Voyant-Tools is an open-source text analysis environment available as a browser tool at voyant-tools.org or as a desktop tool that runs on a local server. It is very simple to load your corpus and get started and can handle a variety of file formats - plain text, PDF, HTML, XML, RDF, Word - which makes it a great platform for teaching and for gaining quick insights on your data.

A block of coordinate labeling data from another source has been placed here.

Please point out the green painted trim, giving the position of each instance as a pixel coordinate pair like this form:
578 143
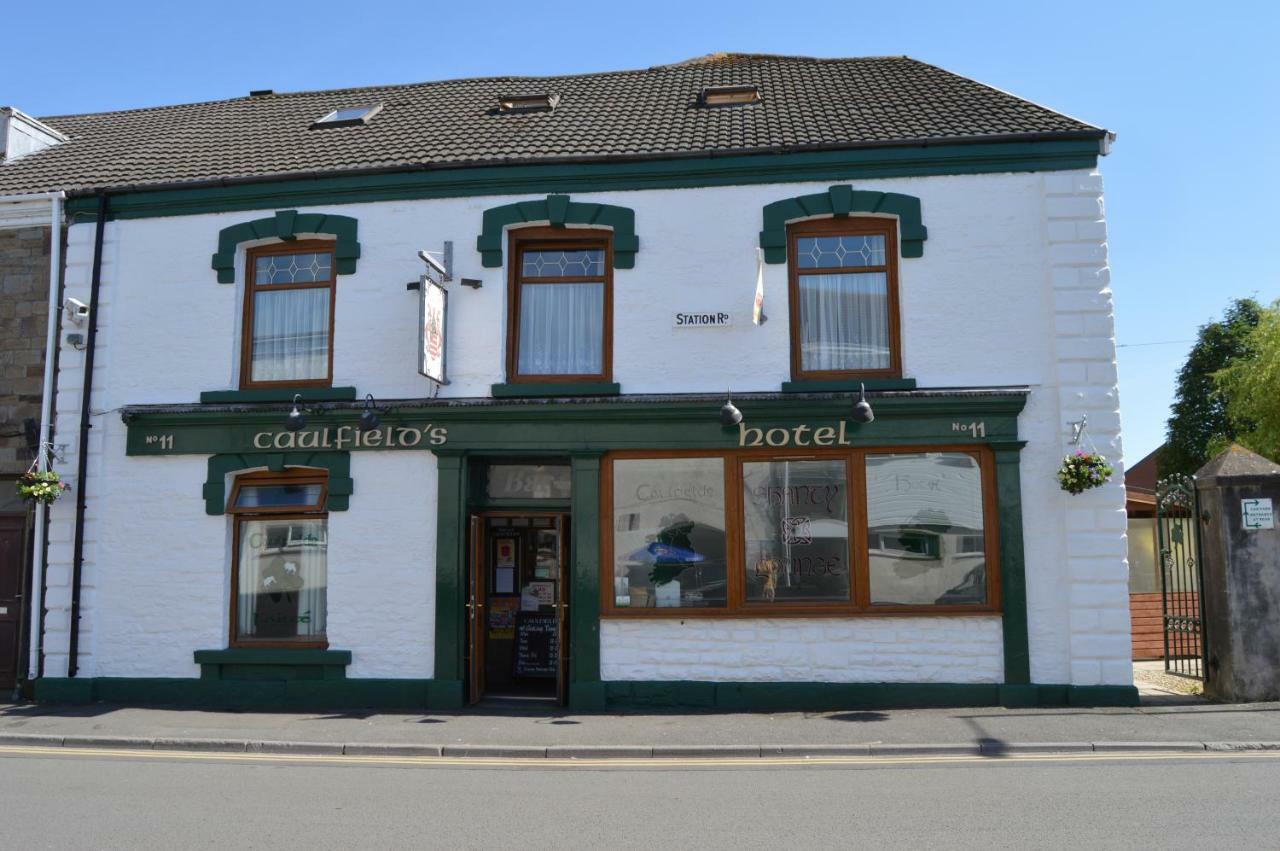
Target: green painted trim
606 422
560 211
1102 695
273 657
279 394
584 627
549 390
451 575
746 169
338 463
848 385
287 225
243 694
263 663
840 201
833 696
1013 564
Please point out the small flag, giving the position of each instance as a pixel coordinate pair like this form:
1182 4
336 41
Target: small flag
758 309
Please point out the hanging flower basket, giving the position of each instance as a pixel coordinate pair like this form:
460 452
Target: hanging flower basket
1082 471
41 486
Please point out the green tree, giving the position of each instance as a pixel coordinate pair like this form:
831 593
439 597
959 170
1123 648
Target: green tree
1198 419
1251 387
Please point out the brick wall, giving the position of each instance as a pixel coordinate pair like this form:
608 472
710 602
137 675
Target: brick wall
23 315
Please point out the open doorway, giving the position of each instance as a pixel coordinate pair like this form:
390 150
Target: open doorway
517 607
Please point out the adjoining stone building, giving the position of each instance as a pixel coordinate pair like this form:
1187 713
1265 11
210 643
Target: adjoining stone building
282 508
26 259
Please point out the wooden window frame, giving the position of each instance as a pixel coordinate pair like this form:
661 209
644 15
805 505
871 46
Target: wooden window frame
557 239
859 556
295 476
251 288
849 227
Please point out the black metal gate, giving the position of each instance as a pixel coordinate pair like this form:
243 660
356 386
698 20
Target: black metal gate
1183 605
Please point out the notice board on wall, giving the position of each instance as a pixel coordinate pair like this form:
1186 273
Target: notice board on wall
536 645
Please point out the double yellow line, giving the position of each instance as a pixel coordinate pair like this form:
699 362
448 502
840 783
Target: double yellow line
647 763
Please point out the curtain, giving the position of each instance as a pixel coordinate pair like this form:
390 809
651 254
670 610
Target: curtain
844 321
561 329
291 334
283 585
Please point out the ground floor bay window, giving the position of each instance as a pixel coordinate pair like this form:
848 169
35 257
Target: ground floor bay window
754 532
279 567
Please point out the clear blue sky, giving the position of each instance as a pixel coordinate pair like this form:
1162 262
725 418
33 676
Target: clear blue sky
1193 91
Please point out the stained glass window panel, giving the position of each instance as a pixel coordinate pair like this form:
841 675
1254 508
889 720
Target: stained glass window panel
562 264
840 252
293 269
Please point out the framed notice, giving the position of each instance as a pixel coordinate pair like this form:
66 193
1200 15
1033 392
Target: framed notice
432 323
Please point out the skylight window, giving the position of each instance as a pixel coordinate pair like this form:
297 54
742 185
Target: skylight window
347 117
528 103
730 95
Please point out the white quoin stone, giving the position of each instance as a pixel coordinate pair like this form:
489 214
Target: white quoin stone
1013 289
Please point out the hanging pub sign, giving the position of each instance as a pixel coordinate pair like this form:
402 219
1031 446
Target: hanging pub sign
432 323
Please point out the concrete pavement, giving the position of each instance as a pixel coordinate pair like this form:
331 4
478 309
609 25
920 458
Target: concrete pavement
506 731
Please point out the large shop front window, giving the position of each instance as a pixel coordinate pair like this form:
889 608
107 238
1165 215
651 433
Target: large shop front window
844 298
560 306
288 315
830 532
279 570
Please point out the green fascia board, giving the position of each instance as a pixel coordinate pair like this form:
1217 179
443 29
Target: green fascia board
745 169
279 394
848 385
560 211
552 390
338 488
287 225
841 201
561 425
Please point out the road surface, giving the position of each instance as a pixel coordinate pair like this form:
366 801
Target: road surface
69 799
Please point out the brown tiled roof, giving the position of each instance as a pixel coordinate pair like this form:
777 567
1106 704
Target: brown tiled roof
805 104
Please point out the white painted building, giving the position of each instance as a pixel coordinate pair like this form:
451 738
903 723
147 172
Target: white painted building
567 517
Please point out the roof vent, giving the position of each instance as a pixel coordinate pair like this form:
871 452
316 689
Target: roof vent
730 95
528 103
347 117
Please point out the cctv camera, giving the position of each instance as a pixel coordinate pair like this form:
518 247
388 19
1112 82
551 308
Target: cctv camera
76 310
434 264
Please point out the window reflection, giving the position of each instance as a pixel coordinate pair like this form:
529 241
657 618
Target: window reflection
668 532
926 529
796 526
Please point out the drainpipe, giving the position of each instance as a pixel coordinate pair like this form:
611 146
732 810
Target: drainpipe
82 457
35 628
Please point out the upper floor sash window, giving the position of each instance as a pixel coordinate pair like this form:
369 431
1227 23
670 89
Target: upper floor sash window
844 298
288 315
561 306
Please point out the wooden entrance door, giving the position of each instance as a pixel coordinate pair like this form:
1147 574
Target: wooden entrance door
13 550
475 612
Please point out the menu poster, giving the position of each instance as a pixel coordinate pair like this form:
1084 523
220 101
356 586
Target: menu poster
502 617
536 645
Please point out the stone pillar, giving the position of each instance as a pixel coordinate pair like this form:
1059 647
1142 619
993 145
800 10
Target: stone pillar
1240 575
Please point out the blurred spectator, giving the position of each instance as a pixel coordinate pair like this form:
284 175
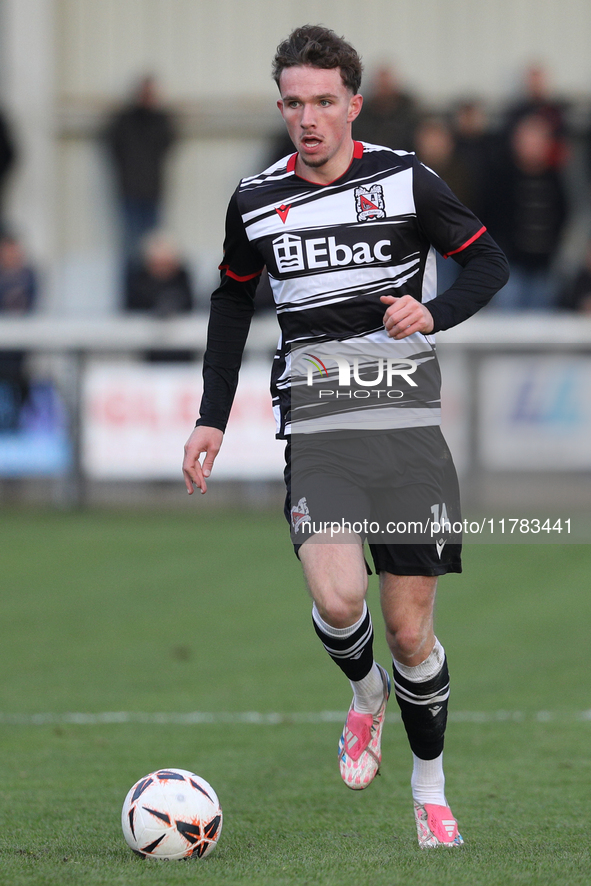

The default “skin” contains five different visualization tools that interact with one another as you select different words and options, and there are many more tools available beyond the default. Visualizations are shareable and embeddable and you can also export your current view as a URL.
Word Frequencies
Voyant provides several different options for exploring word frequencies in your corpus. The word cloud (or “Cirrus”) and the line graph (or “Trends”) are two simple ways to visualize the most frequently occuring words, and the line graph provides the additional benefit of breaking word frequencies out by document to show differences among texts in your corpus.
Collocates
The collocates tool identifies the words that occur most frequently within a designated context window from your defined search term. Tool windows within Voyant interact with one another, so when you search for frequency of the word “cream” in the Trends tool, the Collocates tool updates to show results for “cream.” From the results below, we can see that butter, sugar, and shortening are likely from the common instruction to “cream” butter or shortening and sugar together. The frequent mentions of “soup” are likely the very common “cream of” soups in casserole dishes (mushroom, celery, chicken, etc.).
Entity Recognition
Voyant performs named entity recognition using SpaCy and highlights results within the Reader pane with a dropdown list of entity categories arranged by frequency including: event, facility, geopolitical entity, language, person, and more. For community cookbooks, this tool can be useful for identifying recipe contributors who provided the most recipes to a particular cookbook.
Document Clustering
Voyant provides a tool for visualizing document similarity which is helpful for getting an idea of possible clusters of texts; however, the options for modification are limited, and the visualization becomes much harder to interpret as the number of texts increases.